Proud of her goat, obviously.

When my grandmother died a few years ago, she left behind her own mother's trunk, filled with photographs (some of them dating from the mid 1800s), stacks of old postcards, a few tragic telegrams, and a letter signed by J. Edgar Hoover about my missing great-aunt, who'd run off to California.  

Many of the pictures don't include names. The fashion--those late 1800s hats!--are clues. So are the events that were deemed important enough to photograph: a baptism in a river, fiddlers, a woman and her bull, a typing class, a flood, a wedding or two, lot of mothers and daughters. The location: Franklin, North Carolina, and thereabouts. 

 New-fangled machinery: let's drink (moonshine) to that! 

New-fangled machinery: let's drink (moonshine) to that! 

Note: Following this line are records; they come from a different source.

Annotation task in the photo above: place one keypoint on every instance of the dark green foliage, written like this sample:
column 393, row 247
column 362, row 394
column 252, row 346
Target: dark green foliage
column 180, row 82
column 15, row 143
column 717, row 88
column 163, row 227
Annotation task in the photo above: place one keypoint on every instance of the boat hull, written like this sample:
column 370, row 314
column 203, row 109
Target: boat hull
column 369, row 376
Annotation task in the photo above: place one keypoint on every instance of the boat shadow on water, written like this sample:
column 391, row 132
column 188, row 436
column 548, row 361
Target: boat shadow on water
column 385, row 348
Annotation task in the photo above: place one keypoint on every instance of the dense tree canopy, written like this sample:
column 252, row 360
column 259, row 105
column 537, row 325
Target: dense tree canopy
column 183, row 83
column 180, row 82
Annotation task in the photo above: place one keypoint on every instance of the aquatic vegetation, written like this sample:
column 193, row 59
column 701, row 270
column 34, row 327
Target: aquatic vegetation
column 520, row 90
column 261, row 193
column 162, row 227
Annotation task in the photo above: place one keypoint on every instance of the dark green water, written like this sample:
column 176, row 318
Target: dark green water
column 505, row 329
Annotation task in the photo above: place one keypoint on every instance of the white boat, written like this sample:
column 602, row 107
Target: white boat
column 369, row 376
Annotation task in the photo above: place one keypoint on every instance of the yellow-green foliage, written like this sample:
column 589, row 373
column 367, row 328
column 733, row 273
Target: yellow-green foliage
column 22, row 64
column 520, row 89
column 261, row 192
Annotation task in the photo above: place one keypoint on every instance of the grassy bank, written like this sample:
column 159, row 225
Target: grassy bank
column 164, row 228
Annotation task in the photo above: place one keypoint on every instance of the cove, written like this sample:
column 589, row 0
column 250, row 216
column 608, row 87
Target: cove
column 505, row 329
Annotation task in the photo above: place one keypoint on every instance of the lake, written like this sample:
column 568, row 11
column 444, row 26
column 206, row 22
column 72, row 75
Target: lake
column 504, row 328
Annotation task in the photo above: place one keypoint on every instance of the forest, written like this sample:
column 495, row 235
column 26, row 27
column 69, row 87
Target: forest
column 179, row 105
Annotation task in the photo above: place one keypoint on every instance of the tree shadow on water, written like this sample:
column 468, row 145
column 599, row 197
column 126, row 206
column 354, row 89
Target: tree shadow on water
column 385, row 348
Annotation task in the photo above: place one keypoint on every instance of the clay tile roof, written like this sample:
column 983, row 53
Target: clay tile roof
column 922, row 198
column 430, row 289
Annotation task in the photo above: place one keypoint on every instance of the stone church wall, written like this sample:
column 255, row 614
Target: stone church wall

Pulling these relics out once in a while is my version of time travel. There are so many stories in those faces, hints of yearnings in those postcards sent from (what I'm sure seemed like exotic, far-flung places) Atlantic City and Miami. And there are blue notes, too, like the telegrams announcing a soldier's death. And yet there is joy, too, captured in faces--a girl with her goat, a group of fiddlers, men on a wagon-loaded barrel.

 

 

 He's got other fish to fry, so to speak.

He's got other fish to fry, so to speak.